The humble Lima class 47 - basic, ‘plasticy’, eff all in terms of separately applied details (the buffers don't count!) and as common as a people carrier on the school run. But I think it still, in its own way captures the look of a Class 47 – it’s not perfect, far from it! The moulding is delightfully fine – the roof details are very good indeed. Lima’s tool makers produced wonderfully subtle results. I think it makes a wonderful project that is neither costly nor scary. Working from a base such as this, you can take it as far you want or feel comfortable. I think that it can provide the perfect learning project – something which many diesel and electric modellers have done in ‘years gone by’ when we didn’t have a choice!

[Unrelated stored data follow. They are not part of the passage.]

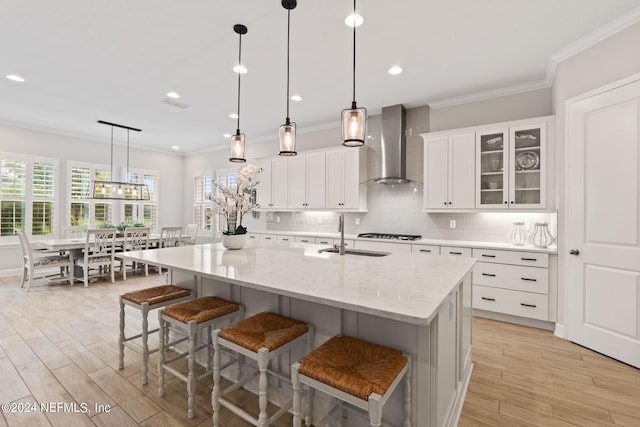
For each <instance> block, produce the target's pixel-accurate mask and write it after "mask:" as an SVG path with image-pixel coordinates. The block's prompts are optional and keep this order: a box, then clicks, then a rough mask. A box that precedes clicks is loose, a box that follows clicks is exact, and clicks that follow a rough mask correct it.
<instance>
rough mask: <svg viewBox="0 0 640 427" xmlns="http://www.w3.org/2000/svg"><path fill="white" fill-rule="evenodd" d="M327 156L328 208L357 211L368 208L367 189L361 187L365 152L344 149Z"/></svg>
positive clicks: (334, 152)
mask: <svg viewBox="0 0 640 427" xmlns="http://www.w3.org/2000/svg"><path fill="white" fill-rule="evenodd" d="M326 156H327V177H326V178H327V179H326V207H327V208H331V209H357V210H364V209H365V207H366V188H364V186H362V188H361V185H360V181H361V176H362V175H363V174H364V164H365V163H364V160H365V159H364V152H363V151H362V150H360V149H354V148H344V149H336V150H329V151H327V152H326Z"/></svg>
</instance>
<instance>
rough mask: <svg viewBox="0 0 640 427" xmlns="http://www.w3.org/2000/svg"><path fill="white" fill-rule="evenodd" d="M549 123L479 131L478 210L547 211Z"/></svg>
mask: <svg viewBox="0 0 640 427" xmlns="http://www.w3.org/2000/svg"><path fill="white" fill-rule="evenodd" d="M546 135H547V124H546V123H541V124H532V125H522V126H517V127H509V128H496V129H489V130H482V131H478V132H476V154H477V157H476V173H478V174H479V175H478V176H477V179H476V207H477V208H479V209H544V208H546V206H545V205H546V197H547V196H546V191H545V190H546V170H547V161H546V159H547V157H546V143H547V141H546Z"/></svg>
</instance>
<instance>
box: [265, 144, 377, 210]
mask: <svg viewBox="0 0 640 427" xmlns="http://www.w3.org/2000/svg"><path fill="white" fill-rule="evenodd" d="M258 164H259V165H260V166H261V167H262V168H263V169H264V171H263V173H262V176H261V178H260V184H259V185H258V194H257V197H258V203H259V204H260V209H263V210H285V211H286V210H305V209H308V210H327V209H330V210H357V211H362V210H366V200H367V195H366V186H364V185H361V184H360V182H362V181H364V176H365V174H366V157H365V151H363V150H361V149H357V148H331V149H328V150H313V151H307V152H303V153H298V155H297V156H295V157H273V158H268V159H263V160H261V161H259V162H258Z"/></svg>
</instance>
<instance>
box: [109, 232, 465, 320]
mask: <svg viewBox="0 0 640 427" xmlns="http://www.w3.org/2000/svg"><path fill="white" fill-rule="evenodd" d="M321 248H323V246H322V245H311V244H297V243H291V244H289V243H286V242H283V243H276V244H270V245H268V246H262V245H260V244H256V245H251V246H246V247H245V248H243V249H240V250H226V249H224V248H223V247H222V244H219V243H217V244H204V245H192V246H182V247H177V248H165V249H152V250H146V251H133V252H127V253H123V254H122V255H121V256H122V257H124V258H126V259H131V260H136V261H141V262H148V263H149V264H152V265H160V266H163V267H166V268H173V269H179V270H183V271H188V272H192V273H194V274H196V275H199V276H203V277H210V278H214V279H217V280H222V281H225V282H228V283H233V284H236V285H239V286H244V287H248V288H254V289H259V290H263V291H267V292H272V293H276V294H279V295H284V296H288V297H292V298H297V299H301V300H306V301H312V302H317V303H321V304H326V305H329V306H333V307H340V308H343V309H347V310H352V311H355V312H360V313H367V314H372V315H376V316H380V317H385V318H389V319H395V320H399V321H402V322H406V323H411V324H415V325H426V324H428V323H429V322H430V321H431V320H432V319H433V317H434V316H435V314H436V313H437V310H438V308H439V306H440V304H441V303H442V302H443V301H444V299H445V298H446V297H447V295H449V293H450V292H451V291H452V290H454V289H455V287H456V285H457V284H458V283H459V282H460V280H461V279H462V278H463V277H464V276H465V275H466V274H467V273H469V272H470V271H471V269H472V267H473V264H474V263H475V259H473V258H459V257H440V256H432V257H425V256H424V255H421V254H406V253H403V254H394V253H392V254H390V255H388V256H384V257H368V256H358V255H344V256H340V255H338V254H329V253H319V252H318V249H321Z"/></svg>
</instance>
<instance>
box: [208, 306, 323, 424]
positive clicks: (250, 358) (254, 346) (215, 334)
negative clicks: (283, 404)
mask: <svg viewBox="0 0 640 427" xmlns="http://www.w3.org/2000/svg"><path fill="white" fill-rule="evenodd" d="M212 335H213V351H214V353H213V392H212V394H211V400H212V405H213V425H214V427H218V426H219V425H220V419H219V418H220V405H222V406H224V407H226V408H227V409H229V410H230V411H232V412H233V413H234V414H236V415H238V416H240V417H241V418H243V419H244V420H246V421H248V422H250V423H251V424H253V425H255V426H258V427H266V426H268V425H269V424H271V423H272V422H274V421H275V420H276V419H278V418H279V417H280V416H282V415H283V414H285V413H286V412H287V411H288V410H289V408H291V406H292V405H293V401H290V402H288V403H286V404H284V405H281V406H280V409H279V410H278V411H277V412H276V413H275V414H274V415H272V416H271V417H270V418H267V403H268V399H267V389H268V380H267V373H269V374H271V375H274V376H276V377H279V378H281V379H283V380H285V381H287V382H289V378H287V377H286V376H283V375H281V374H279V373H277V372H273V371H270V370H268V366H269V361H270V360H271V359H273V358H274V357H276V356H278V355H279V354H282V353H283V352H286V351H288V350H289V349H290V348H291V347H292V346H293V345H295V344H297V343H299V342H301V341H303V340H306V341H307V349H306V352H309V351H310V350H311V346H312V342H313V328H312V327H311V326H309V325H307V324H305V323H303V322H300V321H298V320H294V319H291V318H288V317H284V316H280V315H278V314H274V313H268V312H264V313H259V314H256V315H255V316H251V317H249V318H247V319H244V320H241V321H239V322H237V323H234V324H233V325H231V326H230V327H228V328H227V329H224V330H220V329H216V330H215V331H213V334H212ZM221 346H222V347H225V348H226V349H229V350H232V351H234V352H236V353H237V354H239V355H240V356H246V357H248V358H250V359H252V360H255V361H256V362H257V364H258V370H257V372H255V374H254V375H248V376H246V377H245V378H242V377H241V375H239V378H238V381H237V382H236V383H235V384H233V385H231V386H230V387H228V388H227V389H225V390H223V391H221V390H220V371H221V369H222V368H224V367H226V366H228V364H227V365H226V366H224V367H222V366H221V365H220V347H221ZM240 359H241V357H240ZM239 370H240V371H241V367H239ZM240 373H241V372H240ZM255 375H259V380H258V388H259V390H258V405H259V409H260V413H259V416H258V418H257V419H256V418H254V417H253V416H252V415H251V414H249V413H248V412H246V411H245V410H244V409H242V408H240V407H238V406H237V405H235V404H233V403H232V402H231V401H229V400H227V399H225V398H224V396H225V395H226V394H228V393H230V392H232V391H234V390H237V389H239V388H241V387H242V386H243V385H244V384H246V383H247V382H248V381H249V380H251V379H252V378H253V377H255Z"/></svg>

In my case cost was an enormous factor – last year I was out of work and money was rather tight. The purchase of a Lima class 47 at a Toyfair in Beverley provided the impetus. An unboxed loco bought for a little over £15 was going to be the basis. It was in the correct livery too which was a bonus. The triple grey is pretty good, nice and thin too - with replacement sector markings it'll be spot on! I had spare Ultrascale wheels at home so even with a set of Extreme Etchings roof grilles the budget was still less than thirty pounds! I’m back in work now though, but the thought of a cheap but value for money, project still appeals with all the other costs which life brings.

The plan had been to replace the mechanism with either that from a Proto1000/2000 PA-1 or spare Heljan bogies (all of which are in a drawer in the workshop), but when I tested it, it ran surprisingly well! With a couple of hours' running in it was rather nice. Not as smooth as a central-motored model but very good and more than good enough for the duties I had in mind for it – once chipped, which is the only other large cost, it should be a nice reliable performer.

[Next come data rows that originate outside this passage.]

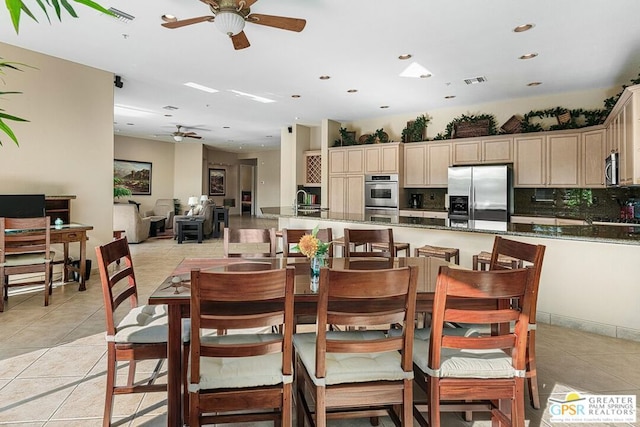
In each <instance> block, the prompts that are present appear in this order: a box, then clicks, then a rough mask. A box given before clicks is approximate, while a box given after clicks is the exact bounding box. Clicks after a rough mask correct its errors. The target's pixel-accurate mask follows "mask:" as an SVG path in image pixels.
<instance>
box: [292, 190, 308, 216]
mask: <svg viewBox="0 0 640 427" xmlns="http://www.w3.org/2000/svg"><path fill="white" fill-rule="evenodd" d="M300 193H302V194H304V200H303V203H302V204H304V203H306V201H307V196H308V194H307V192H306V191H304V190H302V189H301V190H298V191H297V192H296V197H295V198H294V199H293V212H294V214H295V215H298V194H300Z"/></svg>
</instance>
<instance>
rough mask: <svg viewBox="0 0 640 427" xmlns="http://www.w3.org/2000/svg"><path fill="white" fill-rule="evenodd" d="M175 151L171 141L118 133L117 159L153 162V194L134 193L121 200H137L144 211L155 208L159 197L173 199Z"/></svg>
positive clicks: (140, 207) (159, 198) (151, 188)
mask: <svg viewBox="0 0 640 427" xmlns="http://www.w3.org/2000/svg"><path fill="white" fill-rule="evenodd" d="M173 151H174V144H173V143H171V142H161V141H154V140H148V139H141V138H131V137H127V136H118V135H116V136H115V137H114V150H113V156H114V158H115V159H119V160H135V161H139V162H151V195H149V196H144V195H132V196H131V197H128V198H121V200H120V201H121V202H126V201H127V200H128V199H131V200H135V201H136V202H138V203H140V204H141V205H140V212H144V211H146V210H149V209H151V208H153V206H154V205H155V203H156V200H157V199H173V193H174V191H173V188H174V182H173V181H174V179H173V177H174V174H173V168H174V162H173ZM183 207H184V205H183Z"/></svg>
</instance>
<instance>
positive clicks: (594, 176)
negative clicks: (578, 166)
mask: <svg viewBox="0 0 640 427" xmlns="http://www.w3.org/2000/svg"><path fill="white" fill-rule="evenodd" d="M606 146H607V139H606V132H605V130H604V129H600V130H594V131H589V132H585V133H584V134H582V186H583V187H587V188H604V186H605V183H604V159H605V158H606V157H607V149H606Z"/></svg>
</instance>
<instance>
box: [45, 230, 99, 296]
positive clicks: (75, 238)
mask: <svg viewBox="0 0 640 427" xmlns="http://www.w3.org/2000/svg"><path fill="white" fill-rule="evenodd" d="M89 230H93V226H91V225H83V224H63V225H61V226H51V244H54V243H61V244H62V245H63V247H64V259H63V260H62V261H58V262H57V263H58V264H64V267H63V269H62V280H63V282H68V281H69V273H70V272H74V271H75V272H77V273H78V280H79V283H80V286H79V288H78V290H79V291H85V290H87V286H86V280H85V273H86V265H87V240H88V238H87V231H89ZM76 242H78V243H80V265H79V266H78V267H74V266H73V265H71V263H70V262H69V243H76Z"/></svg>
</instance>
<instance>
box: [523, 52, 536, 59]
mask: <svg viewBox="0 0 640 427" xmlns="http://www.w3.org/2000/svg"><path fill="white" fill-rule="evenodd" d="M536 56H538V54H537V53H535V52H534V53H525V54H524V55H522V56H521V57H520V59H532V58H535V57H536Z"/></svg>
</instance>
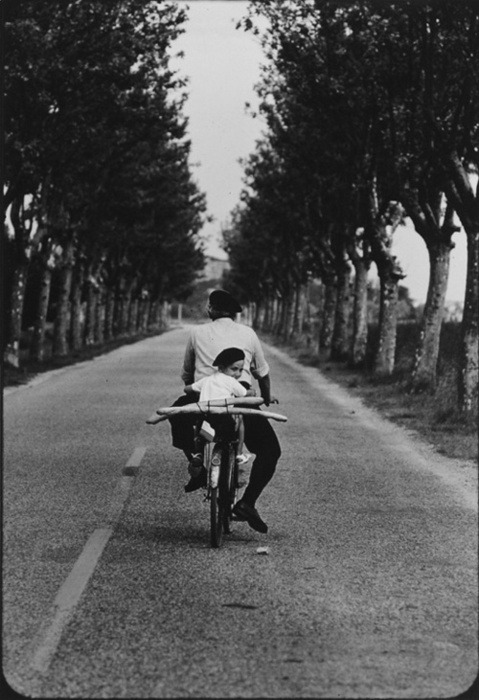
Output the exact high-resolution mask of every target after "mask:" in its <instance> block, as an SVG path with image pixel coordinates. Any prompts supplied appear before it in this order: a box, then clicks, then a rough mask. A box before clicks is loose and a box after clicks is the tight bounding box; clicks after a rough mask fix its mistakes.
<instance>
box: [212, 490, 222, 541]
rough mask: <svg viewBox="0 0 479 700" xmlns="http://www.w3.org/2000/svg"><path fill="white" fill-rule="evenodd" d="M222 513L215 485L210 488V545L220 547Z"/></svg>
mask: <svg viewBox="0 0 479 700" xmlns="http://www.w3.org/2000/svg"><path fill="white" fill-rule="evenodd" d="M223 523H224V513H223V508H222V505H221V500H220V497H219V488H218V487H217V486H215V487H214V488H212V489H211V500H210V536H211V546H212V547H215V548H216V547H220V546H221V542H222V541H223Z"/></svg>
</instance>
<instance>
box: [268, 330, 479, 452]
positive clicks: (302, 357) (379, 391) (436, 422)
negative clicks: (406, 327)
mask: <svg viewBox="0 0 479 700" xmlns="http://www.w3.org/2000/svg"><path fill="white" fill-rule="evenodd" d="M261 335H262V338H264V340H265V342H267V343H269V344H270V345H274V346H275V347H278V348H280V349H281V350H283V351H284V352H287V353H288V355H290V356H291V357H293V358H294V359H296V360H297V361H298V362H301V363H302V364H304V365H308V366H312V367H317V368H318V370H319V371H321V372H322V373H324V375H325V376H326V377H327V378H328V379H331V381H333V382H336V383H337V384H339V385H340V386H342V387H345V388H346V389H347V390H348V391H349V392H350V393H351V394H352V395H353V396H357V397H359V398H360V399H361V400H362V401H363V402H364V404H365V405H366V406H368V407H370V408H373V409H375V410H376V411H377V412H378V413H379V414H380V415H381V416H382V417H383V418H386V419H387V420H390V421H392V422H393V423H396V424H397V425H400V426H402V427H403V428H406V429H407V430H408V431H410V432H412V433H414V434H415V435H416V437H419V438H420V439H422V440H423V441H425V442H427V443H429V444H430V445H432V447H433V448H434V449H435V450H436V451H437V452H438V453H439V454H442V455H444V456H446V457H451V458H454V459H459V460H473V461H476V462H477V459H478V430H477V416H476V415H474V416H472V417H471V418H470V419H469V420H464V418H463V417H462V416H461V415H460V414H459V413H458V411H457V409H456V406H455V396H456V392H455V386H454V390H453V389H452V386H453V385H454V383H455V379H454V372H453V370H452V368H451V370H450V371H449V372H443V373H442V374H441V375H440V377H439V379H438V385H437V388H436V391H435V392H434V393H432V392H429V393H428V392H424V393H420V394H414V393H411V392H410V391H409V390H408V374H407V373H406V372H404V371H403V369H401V371H400V372H398V373H397V374H393V375H392V376H391V377H387V378H382V379H379V378H375V377H374V376H373V375H372V373H371V372H368V371H366V370H359V369H352V368H350V367H348V366H347V364H346V363H340V362H331V361H328V360H327V359H325V358H323V357H320V356H318V354H317V352H315V351H313V350H311V349H308V348H307V347H305V346H304V343H300V342H297V343H294V342H291V343H284V342H281V341H279V340H278V339H277V338H276V337H274V336H269V335H266V334H261Z"/></svg>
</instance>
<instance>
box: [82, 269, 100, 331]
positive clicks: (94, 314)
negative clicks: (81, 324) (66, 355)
mask: <svg viewBox="0 0 479 700" xmlns="http://www.w3.org/2000/svg"><path fill="white" fill-rule="evenodd" d="M96 302H97V292H96V289H95V285H94V283H93V280H92V279H91V274H89V275H88V281H87V300H86V318H85V331H84V337H85V345H94V344H95V322H96Z"/></svg>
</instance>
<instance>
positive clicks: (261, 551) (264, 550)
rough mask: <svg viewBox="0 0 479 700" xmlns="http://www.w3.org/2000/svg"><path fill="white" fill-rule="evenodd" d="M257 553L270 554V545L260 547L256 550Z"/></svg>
mask: <svg viewBox="0 0 479 700" xmlns="http://www.w3.org/2000/svg"><path fill="white" fill-rule="evenodd" d="M256 554H269V548H268V547H258V549H257V550H256Z"/></svg>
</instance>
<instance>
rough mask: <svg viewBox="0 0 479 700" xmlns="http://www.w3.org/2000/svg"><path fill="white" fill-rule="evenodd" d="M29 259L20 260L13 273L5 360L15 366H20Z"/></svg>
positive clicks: (5, 351) (19, 366) (5, 352)
mask: <svg viewBox="0 0 479 700" xmlns="http://www.w3.org/2000/svg"><path fill="white" fill-rule="evenodd" d="M27 272H28V260H27V259H26V258H25V259H24V260H23V261H22V262H19V263H18V264H17V266H16V268H15V271H14V273H13V283H12V294H11V313H10V322H9V327H8V336H7V344H6V347H5V351H4V360H5V362H8V363H9V364H10V365H12V366H13V367H20V340H21V335H22V319H23V306H24V302H25V288H26V283H27Z"/></svg>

So, aside from a ‘Duff on a budget’ what is the intended outcome of the project? The answer fits in with a theme I am currently developing, so the model will become one of Immingham's class 47's, no 47 294. I've found various photos of it but the one which made me decide which of the Immingham ones I wanted to do was this. With it being on an ex-Scunthorpe steel working was even better! But the model will be in a condition more typical of the breed, something more like this.

So there we have the outline of the project – it’s progressed fairly well in short bursts since the summer and should soon be ready for patch painting, numbering and finishing!